Wörter des Jahres – Ein Rückblick

Wie jedes Jahr hat auch heuer die »Gesellschaft für Österreichisches Deutsch« in Graz das Wort, das Unwort, das Jugendwort, sowie den positiven und negativen Spruch des Jahres gewählt. FederLesen versucht sich anlässlich des Jahreswechsels in einer Nonsense-Zusammenfassung:

Der »goofy« FederLeser versucht sich »lock« als »Defluencer« und verweist auf die »Shrinkflation« des »Kanzlermenus« und da kann jener unter Hinweis auf die »Gierflation« noch so oft «rizz« versuchen den »Hausverstand« für »Normaldenkende« mit seiner Aussage »wisst ihr, was die billigste warme Mahlzeit in Österreich ist? Sie ist net gsund…Ein Hamburger bei McDonalds« herumzukriegen, sie ist und bleibt, auch wenn er sie im »Aussagenotstand« als »Spezialoperation« »sideeye« gesehen hat, ein »strategisch notwendiger Unsinn«. Hingegen ist er »delulu« ein »npc« wenn der »Übergewinn« der »Klimakleber« und der »Klimaterroristen« in ihren »brakka« Jeans trotz »Mietpreisbremse« in der »32-Stunden-Woche« zu einem »technologieoffenen« »Umwidmungsgewinn« wird, der »die Blase zum Platzen bringt« und die »Lohn-Preis-Spirale« zunichtemacht. Es handelt sich auch um keine »Verwexcelung« wenn jemand in der »Blödemie« meint, dass der »Bodenfraß« des »Volkskanzlers« »mit die Einmalzahlungen scheißen gehen kann«, »denn wir müssen uns nicht liken, um uns zu mögen«.

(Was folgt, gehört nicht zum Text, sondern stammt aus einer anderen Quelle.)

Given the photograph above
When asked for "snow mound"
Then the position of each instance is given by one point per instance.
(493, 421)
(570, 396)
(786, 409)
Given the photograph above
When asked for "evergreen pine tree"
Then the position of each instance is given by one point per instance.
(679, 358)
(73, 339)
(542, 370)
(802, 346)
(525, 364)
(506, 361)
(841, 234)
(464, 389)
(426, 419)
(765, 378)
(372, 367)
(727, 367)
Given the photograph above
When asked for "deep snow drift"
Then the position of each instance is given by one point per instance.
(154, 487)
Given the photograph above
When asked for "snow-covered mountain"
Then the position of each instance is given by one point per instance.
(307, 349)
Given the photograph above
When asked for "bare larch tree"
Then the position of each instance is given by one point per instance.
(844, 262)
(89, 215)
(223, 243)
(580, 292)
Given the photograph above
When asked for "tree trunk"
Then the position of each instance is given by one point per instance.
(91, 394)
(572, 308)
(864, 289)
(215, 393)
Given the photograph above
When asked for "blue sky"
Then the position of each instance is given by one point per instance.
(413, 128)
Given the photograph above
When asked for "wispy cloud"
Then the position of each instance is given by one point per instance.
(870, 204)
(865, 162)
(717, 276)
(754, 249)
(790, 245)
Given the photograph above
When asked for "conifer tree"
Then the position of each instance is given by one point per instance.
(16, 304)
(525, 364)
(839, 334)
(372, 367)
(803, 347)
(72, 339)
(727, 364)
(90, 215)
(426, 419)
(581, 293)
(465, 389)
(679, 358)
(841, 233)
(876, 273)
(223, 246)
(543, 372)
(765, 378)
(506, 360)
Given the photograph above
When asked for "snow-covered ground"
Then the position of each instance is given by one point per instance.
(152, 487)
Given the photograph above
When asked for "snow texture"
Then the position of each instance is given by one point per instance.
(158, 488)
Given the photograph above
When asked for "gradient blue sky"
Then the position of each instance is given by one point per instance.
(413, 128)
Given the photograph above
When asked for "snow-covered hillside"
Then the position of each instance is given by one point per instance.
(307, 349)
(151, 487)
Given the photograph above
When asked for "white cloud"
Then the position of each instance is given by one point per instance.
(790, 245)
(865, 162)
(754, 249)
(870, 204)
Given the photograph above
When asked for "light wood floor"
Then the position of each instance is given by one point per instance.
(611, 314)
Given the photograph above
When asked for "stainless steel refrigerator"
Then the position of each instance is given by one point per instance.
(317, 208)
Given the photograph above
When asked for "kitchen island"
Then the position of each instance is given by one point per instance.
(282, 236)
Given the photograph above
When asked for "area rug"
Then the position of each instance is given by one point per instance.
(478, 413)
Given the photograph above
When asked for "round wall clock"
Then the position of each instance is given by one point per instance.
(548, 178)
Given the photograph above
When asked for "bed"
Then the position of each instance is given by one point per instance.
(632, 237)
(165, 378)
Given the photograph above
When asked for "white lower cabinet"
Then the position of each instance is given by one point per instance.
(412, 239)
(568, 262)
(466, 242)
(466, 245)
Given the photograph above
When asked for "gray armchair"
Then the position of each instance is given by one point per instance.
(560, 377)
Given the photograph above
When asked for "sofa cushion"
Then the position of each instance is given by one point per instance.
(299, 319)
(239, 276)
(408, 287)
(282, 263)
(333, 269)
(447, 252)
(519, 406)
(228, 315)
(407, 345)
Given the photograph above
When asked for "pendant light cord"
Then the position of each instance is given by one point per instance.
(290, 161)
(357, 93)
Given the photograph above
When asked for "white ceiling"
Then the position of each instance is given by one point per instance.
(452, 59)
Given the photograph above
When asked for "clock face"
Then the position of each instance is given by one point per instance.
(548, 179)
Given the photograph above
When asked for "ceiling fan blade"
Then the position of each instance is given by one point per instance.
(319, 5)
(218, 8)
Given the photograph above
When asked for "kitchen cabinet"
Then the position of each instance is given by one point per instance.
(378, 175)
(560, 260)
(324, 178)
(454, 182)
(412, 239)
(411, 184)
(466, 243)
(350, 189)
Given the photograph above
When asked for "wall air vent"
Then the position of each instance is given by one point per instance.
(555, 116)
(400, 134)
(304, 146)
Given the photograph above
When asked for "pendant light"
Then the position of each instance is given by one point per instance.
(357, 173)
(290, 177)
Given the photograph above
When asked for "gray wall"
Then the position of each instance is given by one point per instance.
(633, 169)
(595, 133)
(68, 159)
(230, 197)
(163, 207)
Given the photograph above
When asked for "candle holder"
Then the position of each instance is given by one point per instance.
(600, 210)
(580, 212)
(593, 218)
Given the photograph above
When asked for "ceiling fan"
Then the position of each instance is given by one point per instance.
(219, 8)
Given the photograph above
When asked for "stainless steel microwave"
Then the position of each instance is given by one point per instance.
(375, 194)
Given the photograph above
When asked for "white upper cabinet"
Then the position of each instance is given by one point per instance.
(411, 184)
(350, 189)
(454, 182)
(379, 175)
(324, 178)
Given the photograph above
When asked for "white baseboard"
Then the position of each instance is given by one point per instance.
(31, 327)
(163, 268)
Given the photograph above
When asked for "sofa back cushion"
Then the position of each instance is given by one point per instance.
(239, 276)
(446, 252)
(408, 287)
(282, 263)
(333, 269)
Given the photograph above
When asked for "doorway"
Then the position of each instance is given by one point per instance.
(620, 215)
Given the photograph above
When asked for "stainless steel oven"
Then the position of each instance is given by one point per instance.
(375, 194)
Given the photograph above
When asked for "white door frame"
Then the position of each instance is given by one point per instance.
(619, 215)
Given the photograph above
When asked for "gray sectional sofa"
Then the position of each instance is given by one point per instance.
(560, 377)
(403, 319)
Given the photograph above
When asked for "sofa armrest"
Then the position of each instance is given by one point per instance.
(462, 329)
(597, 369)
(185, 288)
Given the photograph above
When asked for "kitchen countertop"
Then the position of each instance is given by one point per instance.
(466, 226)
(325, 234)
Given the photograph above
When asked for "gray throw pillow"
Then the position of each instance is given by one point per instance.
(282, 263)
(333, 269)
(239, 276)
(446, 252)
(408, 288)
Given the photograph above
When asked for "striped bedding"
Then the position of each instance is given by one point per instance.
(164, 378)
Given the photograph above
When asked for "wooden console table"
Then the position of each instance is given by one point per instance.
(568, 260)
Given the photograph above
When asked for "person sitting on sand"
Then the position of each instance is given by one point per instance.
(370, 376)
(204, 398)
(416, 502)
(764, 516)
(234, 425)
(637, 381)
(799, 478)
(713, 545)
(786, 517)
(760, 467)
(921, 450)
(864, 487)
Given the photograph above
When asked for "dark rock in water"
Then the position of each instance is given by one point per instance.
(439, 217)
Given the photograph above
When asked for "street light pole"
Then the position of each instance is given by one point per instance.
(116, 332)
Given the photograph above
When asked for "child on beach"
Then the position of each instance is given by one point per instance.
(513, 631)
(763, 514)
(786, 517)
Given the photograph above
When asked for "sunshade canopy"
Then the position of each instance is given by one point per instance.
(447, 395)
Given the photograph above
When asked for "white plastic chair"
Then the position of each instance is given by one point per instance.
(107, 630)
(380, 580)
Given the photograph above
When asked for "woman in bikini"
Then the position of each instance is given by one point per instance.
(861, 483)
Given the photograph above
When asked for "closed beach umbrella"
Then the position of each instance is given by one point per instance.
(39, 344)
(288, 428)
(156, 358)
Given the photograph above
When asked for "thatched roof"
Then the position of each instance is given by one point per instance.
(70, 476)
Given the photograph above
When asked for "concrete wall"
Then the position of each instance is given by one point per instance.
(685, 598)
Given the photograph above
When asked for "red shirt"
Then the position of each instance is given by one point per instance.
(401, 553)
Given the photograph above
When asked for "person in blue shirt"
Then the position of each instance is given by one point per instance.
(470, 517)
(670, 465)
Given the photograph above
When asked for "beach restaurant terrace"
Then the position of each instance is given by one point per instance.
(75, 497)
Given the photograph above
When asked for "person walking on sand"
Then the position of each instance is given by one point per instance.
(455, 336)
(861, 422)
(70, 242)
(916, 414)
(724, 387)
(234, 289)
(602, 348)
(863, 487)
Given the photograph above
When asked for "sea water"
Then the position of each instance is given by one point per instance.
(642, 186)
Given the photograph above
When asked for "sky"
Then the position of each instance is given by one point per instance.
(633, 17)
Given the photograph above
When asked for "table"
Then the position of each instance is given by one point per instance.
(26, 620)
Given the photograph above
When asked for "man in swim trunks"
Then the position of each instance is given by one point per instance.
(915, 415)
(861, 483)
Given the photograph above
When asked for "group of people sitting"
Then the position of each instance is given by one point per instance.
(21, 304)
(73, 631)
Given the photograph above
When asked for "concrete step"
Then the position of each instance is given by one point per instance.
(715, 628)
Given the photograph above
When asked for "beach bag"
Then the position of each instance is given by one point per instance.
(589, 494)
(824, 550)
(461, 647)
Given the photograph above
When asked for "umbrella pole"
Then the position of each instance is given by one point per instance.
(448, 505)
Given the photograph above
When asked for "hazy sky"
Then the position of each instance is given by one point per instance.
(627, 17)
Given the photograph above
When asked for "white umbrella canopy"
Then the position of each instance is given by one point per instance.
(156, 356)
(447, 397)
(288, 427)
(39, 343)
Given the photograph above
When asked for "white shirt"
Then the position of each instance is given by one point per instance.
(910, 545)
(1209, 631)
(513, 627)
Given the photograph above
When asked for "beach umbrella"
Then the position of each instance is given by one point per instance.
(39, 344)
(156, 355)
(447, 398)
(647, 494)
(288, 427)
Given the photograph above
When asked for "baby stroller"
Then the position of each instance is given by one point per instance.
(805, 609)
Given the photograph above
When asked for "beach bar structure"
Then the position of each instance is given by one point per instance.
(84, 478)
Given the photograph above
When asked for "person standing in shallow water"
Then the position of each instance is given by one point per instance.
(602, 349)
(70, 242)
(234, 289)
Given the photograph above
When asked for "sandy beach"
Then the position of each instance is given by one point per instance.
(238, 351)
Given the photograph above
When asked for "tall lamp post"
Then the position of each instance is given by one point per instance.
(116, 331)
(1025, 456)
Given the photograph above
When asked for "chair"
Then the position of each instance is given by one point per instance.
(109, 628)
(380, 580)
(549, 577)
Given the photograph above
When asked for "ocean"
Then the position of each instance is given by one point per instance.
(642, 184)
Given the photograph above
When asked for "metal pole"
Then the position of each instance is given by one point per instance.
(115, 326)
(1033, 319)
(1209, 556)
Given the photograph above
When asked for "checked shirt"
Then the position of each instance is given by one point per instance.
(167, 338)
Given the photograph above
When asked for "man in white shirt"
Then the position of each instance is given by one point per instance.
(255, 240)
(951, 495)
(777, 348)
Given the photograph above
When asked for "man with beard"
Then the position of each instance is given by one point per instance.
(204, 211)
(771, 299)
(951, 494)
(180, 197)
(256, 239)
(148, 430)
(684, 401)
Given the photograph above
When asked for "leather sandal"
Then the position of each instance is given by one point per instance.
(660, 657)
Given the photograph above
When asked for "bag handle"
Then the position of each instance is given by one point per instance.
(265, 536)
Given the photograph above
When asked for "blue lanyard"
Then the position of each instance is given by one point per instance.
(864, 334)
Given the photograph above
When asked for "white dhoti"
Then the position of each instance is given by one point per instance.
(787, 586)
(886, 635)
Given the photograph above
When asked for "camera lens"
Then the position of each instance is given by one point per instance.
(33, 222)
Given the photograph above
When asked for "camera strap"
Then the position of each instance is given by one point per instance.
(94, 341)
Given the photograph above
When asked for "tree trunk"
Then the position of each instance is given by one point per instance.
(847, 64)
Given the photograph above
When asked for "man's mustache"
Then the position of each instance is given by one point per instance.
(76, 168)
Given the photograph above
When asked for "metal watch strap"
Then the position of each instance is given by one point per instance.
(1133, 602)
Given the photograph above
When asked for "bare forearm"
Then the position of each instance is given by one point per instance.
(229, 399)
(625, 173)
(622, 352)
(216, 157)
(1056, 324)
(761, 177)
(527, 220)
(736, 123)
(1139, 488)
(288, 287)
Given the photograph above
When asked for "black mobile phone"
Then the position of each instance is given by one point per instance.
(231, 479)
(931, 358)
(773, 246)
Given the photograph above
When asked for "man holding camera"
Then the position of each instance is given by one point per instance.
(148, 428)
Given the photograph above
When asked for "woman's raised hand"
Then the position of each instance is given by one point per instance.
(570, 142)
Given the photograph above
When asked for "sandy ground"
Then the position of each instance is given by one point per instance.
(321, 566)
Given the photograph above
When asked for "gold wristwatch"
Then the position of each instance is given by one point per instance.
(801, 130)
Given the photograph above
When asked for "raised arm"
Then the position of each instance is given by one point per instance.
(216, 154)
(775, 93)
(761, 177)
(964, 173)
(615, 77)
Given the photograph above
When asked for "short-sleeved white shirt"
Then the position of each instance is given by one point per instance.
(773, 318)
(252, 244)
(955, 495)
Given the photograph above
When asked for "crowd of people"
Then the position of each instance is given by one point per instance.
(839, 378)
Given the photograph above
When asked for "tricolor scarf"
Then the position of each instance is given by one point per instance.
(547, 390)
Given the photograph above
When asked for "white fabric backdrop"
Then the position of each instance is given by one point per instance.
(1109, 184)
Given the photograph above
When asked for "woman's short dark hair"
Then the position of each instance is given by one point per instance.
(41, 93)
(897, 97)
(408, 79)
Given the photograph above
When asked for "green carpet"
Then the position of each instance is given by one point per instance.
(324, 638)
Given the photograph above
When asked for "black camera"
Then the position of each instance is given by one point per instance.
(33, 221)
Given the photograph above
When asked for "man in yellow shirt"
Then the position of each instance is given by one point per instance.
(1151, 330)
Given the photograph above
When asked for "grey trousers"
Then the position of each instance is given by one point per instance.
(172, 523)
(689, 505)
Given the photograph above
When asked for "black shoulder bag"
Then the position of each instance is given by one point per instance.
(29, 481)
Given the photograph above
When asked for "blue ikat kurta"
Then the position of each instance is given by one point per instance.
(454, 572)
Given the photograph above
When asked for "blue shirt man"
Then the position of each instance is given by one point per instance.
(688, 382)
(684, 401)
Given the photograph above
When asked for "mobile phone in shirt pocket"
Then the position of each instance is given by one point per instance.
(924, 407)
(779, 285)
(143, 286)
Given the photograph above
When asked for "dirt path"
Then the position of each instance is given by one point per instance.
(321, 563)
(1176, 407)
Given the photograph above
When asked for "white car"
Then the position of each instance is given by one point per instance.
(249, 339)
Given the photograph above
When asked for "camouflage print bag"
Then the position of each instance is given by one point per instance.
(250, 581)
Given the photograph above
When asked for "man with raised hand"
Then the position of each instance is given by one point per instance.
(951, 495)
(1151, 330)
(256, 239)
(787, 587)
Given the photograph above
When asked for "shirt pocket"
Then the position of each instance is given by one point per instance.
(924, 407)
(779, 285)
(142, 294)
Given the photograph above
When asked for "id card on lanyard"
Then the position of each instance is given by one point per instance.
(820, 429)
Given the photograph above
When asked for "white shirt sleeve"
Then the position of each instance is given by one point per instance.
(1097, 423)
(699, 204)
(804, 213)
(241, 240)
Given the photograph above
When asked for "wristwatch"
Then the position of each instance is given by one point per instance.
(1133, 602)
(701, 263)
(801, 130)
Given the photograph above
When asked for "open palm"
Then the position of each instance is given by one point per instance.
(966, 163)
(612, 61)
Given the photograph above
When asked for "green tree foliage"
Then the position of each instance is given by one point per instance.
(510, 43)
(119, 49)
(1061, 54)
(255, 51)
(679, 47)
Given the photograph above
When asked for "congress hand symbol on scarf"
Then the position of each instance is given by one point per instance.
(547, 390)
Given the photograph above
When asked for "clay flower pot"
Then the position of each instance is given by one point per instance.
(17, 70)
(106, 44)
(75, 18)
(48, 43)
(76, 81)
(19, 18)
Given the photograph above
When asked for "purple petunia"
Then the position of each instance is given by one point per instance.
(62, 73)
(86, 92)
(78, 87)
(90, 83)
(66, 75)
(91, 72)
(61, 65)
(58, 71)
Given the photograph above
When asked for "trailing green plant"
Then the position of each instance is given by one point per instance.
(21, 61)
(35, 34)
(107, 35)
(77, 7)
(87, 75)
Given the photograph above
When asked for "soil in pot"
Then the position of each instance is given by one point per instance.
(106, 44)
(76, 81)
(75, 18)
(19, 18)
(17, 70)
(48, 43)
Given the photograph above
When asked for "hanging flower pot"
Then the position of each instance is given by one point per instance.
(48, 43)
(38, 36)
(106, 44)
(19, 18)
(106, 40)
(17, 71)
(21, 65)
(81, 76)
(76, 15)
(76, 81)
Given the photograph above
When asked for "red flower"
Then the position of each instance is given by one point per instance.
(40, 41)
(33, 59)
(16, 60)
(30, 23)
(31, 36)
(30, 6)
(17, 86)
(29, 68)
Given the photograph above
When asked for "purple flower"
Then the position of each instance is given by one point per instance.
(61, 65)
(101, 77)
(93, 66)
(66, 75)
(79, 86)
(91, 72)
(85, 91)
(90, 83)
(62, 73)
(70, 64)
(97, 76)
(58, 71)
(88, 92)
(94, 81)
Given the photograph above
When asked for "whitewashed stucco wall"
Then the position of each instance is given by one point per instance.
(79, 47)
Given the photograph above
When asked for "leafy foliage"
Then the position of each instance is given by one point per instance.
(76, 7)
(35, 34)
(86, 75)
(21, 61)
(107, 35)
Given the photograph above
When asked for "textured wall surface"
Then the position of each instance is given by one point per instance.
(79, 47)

In Sinne des letzten Halbsatzes bedanke ich mich bei meinen geschätzten FederLeserinnen und -Lesern für Ihre Treue im abgelaufenen Jahr, hoffe Sie da und dort ein wenig unterhalten zu haben und wünsche Ihnen allen ein gutes, glückliches und gesundes Neues Jahr. Und … bleibt‘s FederLesen treu, wir lesen uns 2024 wieder.